Improving Construction Task Efficiency
Project Goal
This project uses real-world construction task data to investigate why tasks get delayed and what can be done to improve timelines, safety, and team coordination. I developed this end-to-end data analysis as a portfolio project to demonstrate my skills in data engineering, visualization, and predictive modeling.
Data Used
Source: Kaggle (contributed by BIM Manager Jason Rymer)
Size: 12,000+ tasks from construction project apps
Two Files:
Forms: On-site checklists and quality/safety forms
Tasks: Actions triggered by those forms (e.g., fix, inspect)
Key Variables: task_group, type, created, status_changed, overdue, cause, priority, duration_days
Step 1: ETL (Extract, Transform, Load)
Standardized column names for consistency
Handled missing data:
Removed high-missing-value columns (like target, association)
Filled in unknown priority, cause, and task_group
Dropped rows missing essential information
Generated a duration_days variable to measure how long a task took
Step 2: Exploratory Data Analysis
Graph 1: Overdue Rate by Task Group
Highest overdue rates were in the Quality group, followed by the Design Team
Site management and safety had relatively low delay rates
Graph 2: Overdue Rate by Task Type
Many of the top 15 delayed task types belonged to the Design Team
Especially BCAR-related types like Design Team - BCAR Electrical
Graph 3: Monthly Overdue Trend
Overdue tasks peaked in March, July, and August
September and October showed recovery and fewer delays
Graph 4: Overdue by Task Group Over Time
Quality Team: Recurring delays every ~3 months, possibly tied to phase-end inspections
Design Team: Clear spike in July/August, likely due to vacations or design deadlines








Graph 1
Graph 2
Graph 4
Graph 3
Step 3: Root Cause Analysis
To go deeper, I created filtered datasets for the Design Team and Quality Team and modeled overdue (yes/no) using:
Features: priority, cause, duration_days
Models: Logistic Regression (baseline) and Random Forest (for interpretability)
Design Team Modeling Results
Accuracy: 81% using Random Forest
Top Drivers of Delay:
Long task durations (especially July-August)
Unknown or unspecified priority and cause
Interpretation: Design tasks get delayed when they are time-consuming and poorly described or tagged, suggesting need for better documentation and summer resource planning.
Quality Team Modeling Results
Accuracy: 87%
Top Features:
cause=Workmanship issue
Long task durations
Unclear or unspecified task metadata
Interpretation: Quality delays stem from recurring field problems and re-inspections.
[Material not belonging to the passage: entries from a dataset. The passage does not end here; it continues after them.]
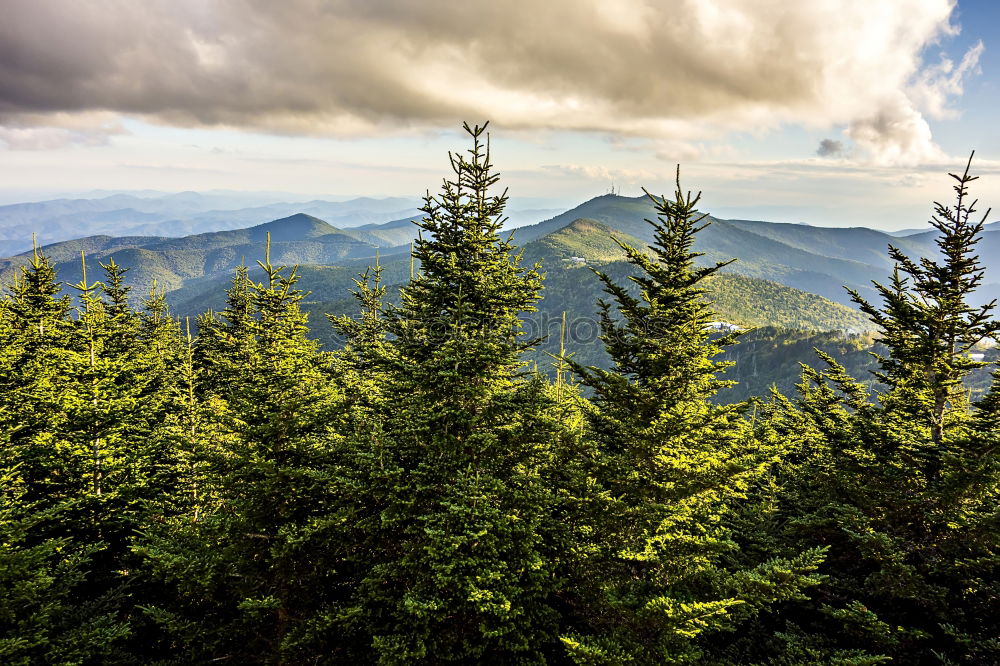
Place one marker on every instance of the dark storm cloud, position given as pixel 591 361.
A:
pixel 666 68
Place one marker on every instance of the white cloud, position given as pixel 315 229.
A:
pixel 681 71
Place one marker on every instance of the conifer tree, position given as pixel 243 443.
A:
pixel 248 554
pixel 57 593
pixel 903 484
pixel 670 463
pixel 459 571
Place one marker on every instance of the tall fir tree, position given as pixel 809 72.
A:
pixel 903 485
pixel 60 595
pixel 248 553
pixel 459 571
pixel 659 575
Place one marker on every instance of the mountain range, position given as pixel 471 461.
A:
pixel 788 277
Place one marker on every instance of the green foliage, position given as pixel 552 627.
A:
pixel 670 463
pixel 446 486
pixel 459 570
pixel 902 488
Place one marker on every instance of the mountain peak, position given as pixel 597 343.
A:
pixel 296 227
Better task tracking and urgency tagging could reduce repeated delays.




Design team
Quality Team
Final Insights & Recommendations
1. Improve Documentation
Many delayed tasks lacked clear priority or cause
Mandatory structured inputs in field apps can reduce ambiguity
2. Plan for Cyclical Risk
Quality team shows periodic delay spikes. Consider adjusting inspection timelines or adding short-term help.
3. Summer Staffing for Design
Design delays peak in summer. More pre-summer planning or contract buffers could reduce pressure.